The Pill and the Injection – the two most common types of contraceptives given out at the Local Health Care Centers – are often in short supply.  The Health Care Center asks for a donation for the items.  This can be anyway from zero to twenty pesos for the pill, and about twenty for an injection.

When the centers run out, the ladies are faced with a tough decision: Pay for a trip to the town (anywhere up to fifty pesos) and pay an increased price for the contraception from a commercial pharmacy, or risk going “contraception-free” for the next month or so.   The relative prices are summarized in below.

Oral Contraception
Health Care Centre:      0-20 Pesos
Commercial Pharmacy: 85-90 pesos

Health Care Centre:      20 Pesos
Commercial Pharmacy: 85-90 pesos

According to the local staff, there are no STDs on the island, and nobody gets abortions.

Many of the health care centers are in sorry state of repair.  Many lack a decent ceiling and suffer when it rains.  Many of the health care centers are also not fenced off so local people often use the center as a shortcut, which stifles any privacy the center might have.

Midwives and BHWs work at the center. 


The midwife is responsible for much of the technical work at the healthcare centres.  “Nurse” might be a better description as they perform several public health functions.  They perform pre and post-natal checkups; distribute vitamin supplements (vitamins A and C, and iron tablets); distribute de-worming tablets and give family planning advice.

An example of some recent activity will help explain the roles.

Many of the local midwifes attended a government sponsored natural family planning seminar.   The natural methods – SDM, LAM, Calendar, BBT and Two Day Method – were discussed.  Condoms, the pill, injections and other methods that either provide a physical barrier or chemically block pregnancy were not discussed.

The midwife will pass the information unto the BHWs (see below) who will alert people living in the puroks (sub unit of village) of an upcoming talk.  The midwife will then give the talk and invite couples back to the healthcare centre for a family planning session.

A source of frustration for the midwife is couples with no access to contraception.  This might be ignorant of the methods, or refuse for religious or monetary reasons.  One of the local midwives interviewed said that she felt about 50% refused for religious reasons and about 50% refused to lack of money.  Many ladies will not pay for contraception because they feel the money is better spent on keeping their existing children healthy and well feed.

Barangay (Village) Healthcare Workers (BHWs)

BHWs are volunteer healthcare workers.   There are generally eight or so that volunteer in each barangay (village).  A typical barangay has 2,000 people.  They work under the supervision of an assigned midwife.  A midwife typically serves three barangays. 

Sources of frustration for the BHWs include travelling long distances in the mountainous area of Tablas and mothers who refuse to immunisations for their babies (as it makes the babies “sick”) and couples who continue to have more babies when they plainly can’t afford them.

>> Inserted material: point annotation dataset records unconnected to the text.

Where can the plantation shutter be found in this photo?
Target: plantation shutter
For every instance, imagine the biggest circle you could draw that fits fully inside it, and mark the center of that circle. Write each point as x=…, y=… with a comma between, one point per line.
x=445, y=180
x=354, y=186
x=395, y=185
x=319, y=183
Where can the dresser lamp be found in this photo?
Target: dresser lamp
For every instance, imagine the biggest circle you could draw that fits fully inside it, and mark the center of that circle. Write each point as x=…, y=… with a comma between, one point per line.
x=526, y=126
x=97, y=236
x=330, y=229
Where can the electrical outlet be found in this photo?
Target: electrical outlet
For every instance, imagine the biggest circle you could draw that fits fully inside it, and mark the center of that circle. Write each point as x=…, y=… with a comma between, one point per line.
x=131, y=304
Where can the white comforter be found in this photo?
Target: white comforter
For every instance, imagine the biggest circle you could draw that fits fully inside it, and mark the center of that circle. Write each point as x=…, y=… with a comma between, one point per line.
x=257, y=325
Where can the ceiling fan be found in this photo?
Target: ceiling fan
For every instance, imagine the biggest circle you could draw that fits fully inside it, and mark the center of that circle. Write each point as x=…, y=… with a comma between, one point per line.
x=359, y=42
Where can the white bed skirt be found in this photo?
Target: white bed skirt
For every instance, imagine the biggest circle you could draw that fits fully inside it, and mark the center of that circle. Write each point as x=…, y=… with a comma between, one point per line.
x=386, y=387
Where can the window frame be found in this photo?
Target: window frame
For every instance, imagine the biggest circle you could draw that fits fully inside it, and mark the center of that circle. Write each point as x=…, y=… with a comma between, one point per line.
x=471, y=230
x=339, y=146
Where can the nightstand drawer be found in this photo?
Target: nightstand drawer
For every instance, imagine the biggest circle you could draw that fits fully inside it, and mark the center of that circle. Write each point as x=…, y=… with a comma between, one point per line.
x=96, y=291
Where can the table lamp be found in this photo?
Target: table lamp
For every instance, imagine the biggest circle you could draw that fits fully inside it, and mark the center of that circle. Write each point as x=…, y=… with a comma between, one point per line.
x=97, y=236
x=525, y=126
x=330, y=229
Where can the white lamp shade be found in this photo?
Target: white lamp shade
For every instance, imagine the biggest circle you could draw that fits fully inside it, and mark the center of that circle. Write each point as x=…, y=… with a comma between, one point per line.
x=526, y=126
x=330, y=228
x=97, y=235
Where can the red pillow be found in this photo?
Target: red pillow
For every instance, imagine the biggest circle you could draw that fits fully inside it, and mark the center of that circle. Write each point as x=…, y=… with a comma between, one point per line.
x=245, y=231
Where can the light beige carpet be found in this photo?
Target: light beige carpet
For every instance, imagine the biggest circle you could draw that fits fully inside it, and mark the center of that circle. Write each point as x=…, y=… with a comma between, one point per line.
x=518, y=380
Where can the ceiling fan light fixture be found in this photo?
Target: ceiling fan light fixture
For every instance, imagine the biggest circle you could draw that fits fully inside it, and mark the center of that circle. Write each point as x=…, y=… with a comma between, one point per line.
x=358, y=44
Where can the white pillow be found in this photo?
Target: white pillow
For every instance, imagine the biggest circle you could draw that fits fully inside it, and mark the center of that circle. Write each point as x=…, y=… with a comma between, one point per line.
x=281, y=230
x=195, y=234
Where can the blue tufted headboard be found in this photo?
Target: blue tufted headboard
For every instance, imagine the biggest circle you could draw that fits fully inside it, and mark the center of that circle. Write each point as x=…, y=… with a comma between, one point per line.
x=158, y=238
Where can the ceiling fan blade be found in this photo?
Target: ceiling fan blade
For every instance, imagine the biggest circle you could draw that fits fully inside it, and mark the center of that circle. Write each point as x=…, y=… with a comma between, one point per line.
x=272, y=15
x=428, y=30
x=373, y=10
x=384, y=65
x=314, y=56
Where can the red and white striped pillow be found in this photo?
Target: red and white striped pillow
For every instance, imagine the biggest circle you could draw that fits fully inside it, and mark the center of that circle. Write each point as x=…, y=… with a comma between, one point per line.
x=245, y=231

The BHWs perform the following roles:

  • Help deliver healthcare info.
  • Help promote health initiatives.
  • Help malnourished kids
    The kids are often provided nutritious food. 
  • Limited pre and post natal care.
    They will weigh babies and other simple tasks.  The local midwife performs the more technical duties.
  • Limited contraceptive advice.
    The BHWs will often inform clients that contraceptives are available and refer them to a nurse of midwife.  The most common contraceptives given are: the Pill, three monthly injections and natural family planning methods.  Note that some BHWs don’t even mention family planning
  • Supply vitamins to pregnant females.
    A healthy mum means a healthy baby…  Sometimes the expectant mothers come to the local health care center, and sometimes the BHWs deliver the vitamins direct to their door.
  • Refer pregnant women to the midwife.
    If they see an obviously pregnant women in the community, the will record simple demographic info and refer them to a midwife for prenatal care.